The strong recovery over the past seven years was a welcome antidote to the economic downturn of 2008-2009, when vehicle demand and production fell off a cliff. It is worth briefly reviewing the events of that time to appreciate the contrast with what is ahead.
The year 2008 started out with a gentle downward drift, although monthly light vehicle sales in the first quarter still ran above a seasonally adjusted annual rate (SAAR) of 15 million units. In the second quarter, we saw sales slide to the mid- to low- 14 million unit range, which still would have been a reasonable cyclical downturn.
Instead, with the start of the economic meltdown in the late summer of 2008, sales plummeted from a 13.69 million unit SAAR in August to a rate of just more than 10 million at the end of the year. Potential new car buyers were swept away during the second half of the year by the overwhelmingly bad news coming from Wall Street and Washington, D.C.
Automotive manufacturers were managing vehicle inventories pretty effectively through the summer months of 2008, but by December, the industry average had swelled to nearly 110 days on hand.
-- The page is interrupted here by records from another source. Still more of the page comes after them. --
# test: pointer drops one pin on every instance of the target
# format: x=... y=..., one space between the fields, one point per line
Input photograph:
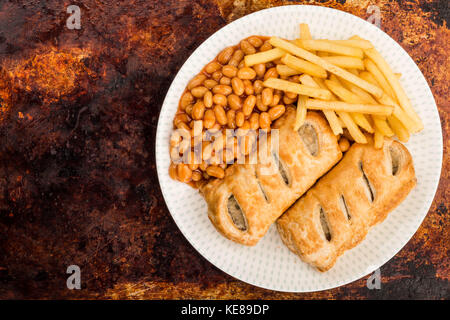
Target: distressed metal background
x=78 y=116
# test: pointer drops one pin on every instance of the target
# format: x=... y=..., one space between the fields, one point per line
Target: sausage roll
x=244 y=204
x=336 y=214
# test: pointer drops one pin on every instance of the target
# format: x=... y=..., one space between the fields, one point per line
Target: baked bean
x=276 y=112
x=245 y=125
x=183 y=172
x=248 y=87
x=186 y=99
x=287 y=100
x=271 y=73
x=249 y=104
x=180 y=117
x=173 y=171
x=276 y=99
x=264 y=120
x=258 y=86
x=266 y=46
x=215 y=171
x=213 y=67
x=196 y=81
x=199 y=91
x=231 y=119
x=238 y=55
x=344 y=144
x=188 y=109
x=267 y=96
x=255 y=41
x=247 y=47
x=246 y=73
x=197 y=176
x=229 y=71
x=260 y=69
x=254 y=121
x=209 y=120
x=198 y=110
x=222 y=89
x=207 y=99
x=225 y=55
x=220 y=114
x=217 y=75
x=220 y=99
x=210 y=83
x=240 y=118
x=259 y=104
x=225 y=81
x=234 y=102
x=237 y=85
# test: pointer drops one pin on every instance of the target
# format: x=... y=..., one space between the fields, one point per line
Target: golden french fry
x=284 y=70
x=379 y=121
x=400 y=93
x=345 y=62
x=398 y=128
x=376 y=109
x=398 y=112
x=378 y=139
x=381 y=80
x=348 y=122
x=332 y=119
x=322 y=45
x=297 y=88
x=356 y=43
x=263 y=57
x=304 y=66
x=300 y=116
x=308 y=56
x=349 y=97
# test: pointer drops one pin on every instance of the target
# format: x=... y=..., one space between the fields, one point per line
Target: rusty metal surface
x=78 y=116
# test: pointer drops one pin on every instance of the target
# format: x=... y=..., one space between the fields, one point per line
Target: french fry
x=297 y=88
x=378 y=139
x=356 y=43
x=332 y=119
x=379 y=121
x=399 y=129
x=350 y=97
x=263 y=57
x=284 y=70
x=322 y=45
x=348 y=122
x=376 y=109
x=345 y=62
x=304 y=66
x=373 y=69
x=300 y=116
x=400 y=93
x=308 y=56
x=398 y=112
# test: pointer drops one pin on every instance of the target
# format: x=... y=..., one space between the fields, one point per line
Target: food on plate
x=244 y=204
x=358 y=193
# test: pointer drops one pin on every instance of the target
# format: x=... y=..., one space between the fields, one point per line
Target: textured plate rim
x=346 y=15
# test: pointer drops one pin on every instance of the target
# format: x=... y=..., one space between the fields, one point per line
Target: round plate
x=270 y=264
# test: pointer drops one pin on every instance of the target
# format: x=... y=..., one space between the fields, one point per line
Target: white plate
x=270 y=264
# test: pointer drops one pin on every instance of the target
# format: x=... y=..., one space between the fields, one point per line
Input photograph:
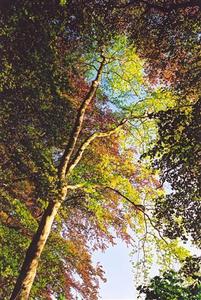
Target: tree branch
x=78 y=123
x=140 y=208
x=88 y=141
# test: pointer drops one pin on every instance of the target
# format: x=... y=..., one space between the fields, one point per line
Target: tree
x=38 y=166
x=177 y=154
x=46 y=158
x=176 y=285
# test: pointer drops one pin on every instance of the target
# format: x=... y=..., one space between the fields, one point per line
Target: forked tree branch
x=78 y=123
x=140 y=208
x=89 y=140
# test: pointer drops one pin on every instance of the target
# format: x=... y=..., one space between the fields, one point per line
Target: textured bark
x=28 y=272
x=29 y=267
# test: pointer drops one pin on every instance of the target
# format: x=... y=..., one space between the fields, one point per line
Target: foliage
x=176 y=285
x=51 y=51
x=177 y=154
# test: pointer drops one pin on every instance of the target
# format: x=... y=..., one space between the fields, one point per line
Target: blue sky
x=118 y=271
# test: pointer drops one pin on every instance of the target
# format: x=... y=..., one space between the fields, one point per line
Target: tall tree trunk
x=28 y=272
x=29 y=267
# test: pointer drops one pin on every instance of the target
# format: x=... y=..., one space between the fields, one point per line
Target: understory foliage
x=51 y=53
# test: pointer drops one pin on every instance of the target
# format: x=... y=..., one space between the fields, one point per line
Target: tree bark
x=28 y=272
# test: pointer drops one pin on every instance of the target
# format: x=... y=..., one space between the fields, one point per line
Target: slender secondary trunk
x=29 y=267
x=28 y=272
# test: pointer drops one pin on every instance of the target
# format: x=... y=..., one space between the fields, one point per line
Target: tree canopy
x=87 y=89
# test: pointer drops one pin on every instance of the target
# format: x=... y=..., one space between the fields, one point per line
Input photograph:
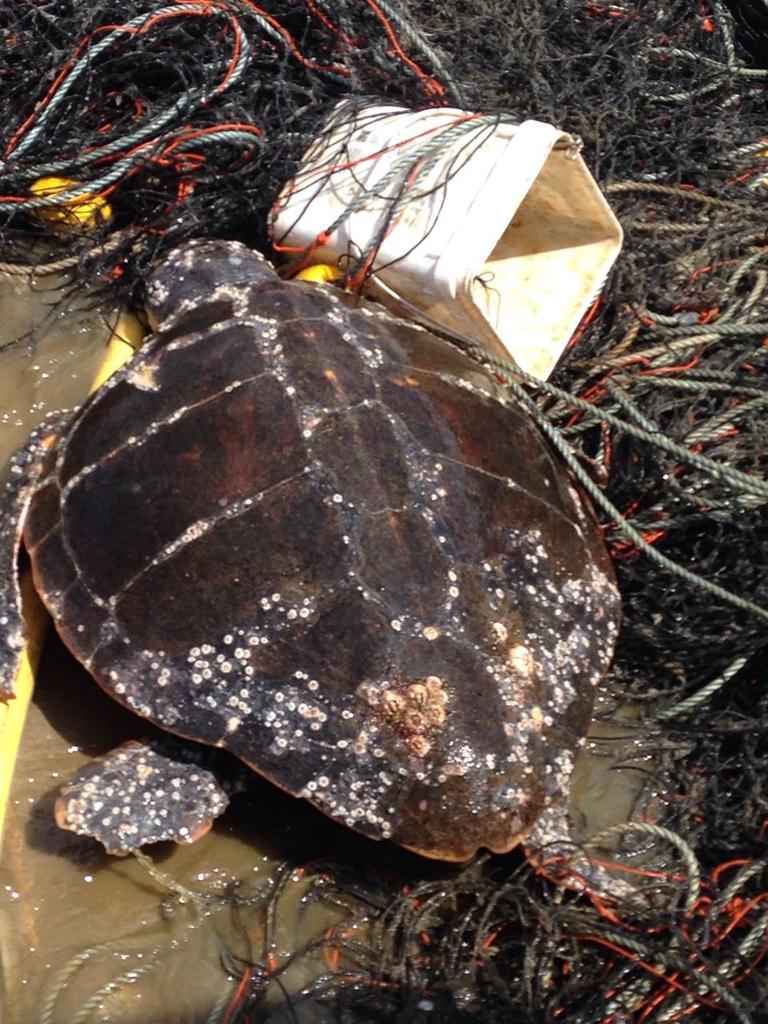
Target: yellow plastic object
x=126 y=337
x=321 y=273
x=86 y=211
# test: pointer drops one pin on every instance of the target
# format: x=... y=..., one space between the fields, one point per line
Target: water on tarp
x=86 y=937
x=81 y=929
x=65 y=904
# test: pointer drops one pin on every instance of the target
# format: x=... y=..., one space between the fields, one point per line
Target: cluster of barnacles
x=412 y=712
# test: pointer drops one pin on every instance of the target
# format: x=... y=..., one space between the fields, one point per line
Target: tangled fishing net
x=187 y=118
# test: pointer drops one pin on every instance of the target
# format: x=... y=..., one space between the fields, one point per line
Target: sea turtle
x=326 y=540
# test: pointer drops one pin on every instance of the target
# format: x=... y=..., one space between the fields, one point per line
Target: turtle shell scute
x=346 y=555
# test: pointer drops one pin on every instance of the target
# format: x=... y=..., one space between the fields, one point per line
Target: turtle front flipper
x=136 y=795
x=28 y=469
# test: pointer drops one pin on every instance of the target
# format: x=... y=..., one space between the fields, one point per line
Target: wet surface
x=87 y=937
x=68 y=908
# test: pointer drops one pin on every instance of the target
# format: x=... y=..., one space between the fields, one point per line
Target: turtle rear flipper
x=135 y=795
x=27 y=470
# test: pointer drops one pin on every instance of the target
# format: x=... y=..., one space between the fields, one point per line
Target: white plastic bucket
x=496 y=230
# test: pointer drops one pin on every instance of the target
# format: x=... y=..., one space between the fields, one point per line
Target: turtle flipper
x=27 y=470
x=136 y=795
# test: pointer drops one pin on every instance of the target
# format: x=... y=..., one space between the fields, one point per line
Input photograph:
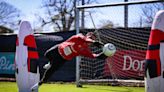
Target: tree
x=9 y=15
x=149 y=11
x=60 y=13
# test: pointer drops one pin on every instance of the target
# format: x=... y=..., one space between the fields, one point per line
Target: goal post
x=130 y=43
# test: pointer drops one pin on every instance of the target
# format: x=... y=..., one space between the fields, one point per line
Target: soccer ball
x=109 y=49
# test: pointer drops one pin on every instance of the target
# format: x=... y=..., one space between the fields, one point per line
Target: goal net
x=129 y=35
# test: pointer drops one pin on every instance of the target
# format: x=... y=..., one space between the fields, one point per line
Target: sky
x=31 y=7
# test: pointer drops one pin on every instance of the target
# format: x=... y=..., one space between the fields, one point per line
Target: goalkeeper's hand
x=98 y=43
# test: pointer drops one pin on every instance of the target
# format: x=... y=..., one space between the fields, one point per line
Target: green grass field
x=70 y=87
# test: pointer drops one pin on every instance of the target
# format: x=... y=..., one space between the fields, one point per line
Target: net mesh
x=128 y=61
x=131 y=41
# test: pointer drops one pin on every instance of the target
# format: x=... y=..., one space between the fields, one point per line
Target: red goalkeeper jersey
x=76 y=45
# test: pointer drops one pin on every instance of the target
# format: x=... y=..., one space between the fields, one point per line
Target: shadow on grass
x=123 y=89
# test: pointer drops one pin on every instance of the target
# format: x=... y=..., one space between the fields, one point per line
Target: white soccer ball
x=109 y=49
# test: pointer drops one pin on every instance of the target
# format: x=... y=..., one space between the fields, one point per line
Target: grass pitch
x=70 y=87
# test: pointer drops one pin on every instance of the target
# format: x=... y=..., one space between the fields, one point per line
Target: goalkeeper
x=77 y=45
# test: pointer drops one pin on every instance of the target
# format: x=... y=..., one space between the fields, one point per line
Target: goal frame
x=77 y=27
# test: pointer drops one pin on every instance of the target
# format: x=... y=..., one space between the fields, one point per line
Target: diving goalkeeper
x=77 y=45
Fifty to 65 days’ worth of sales in the distribution pipeline is considered normal.
Some automakers like GM and Chrysler subsequently instituted complete shut-downs, while others resorted to line slow-downs, short work weeks, and other solutions. Light vehicle production in the first half of 2009 was 50-percent below the volumes of the same period a year earlier.
Low vehicle sales and production translate to significant stress for dealers, automakers and the supply base. The rapid industry decline in the latter half of 2008 and continuing in 2009 set the stage for a drastic financial situation, leading to the dramatic Chapter 11 filings of Chrysler and GM and a number of their suppliers.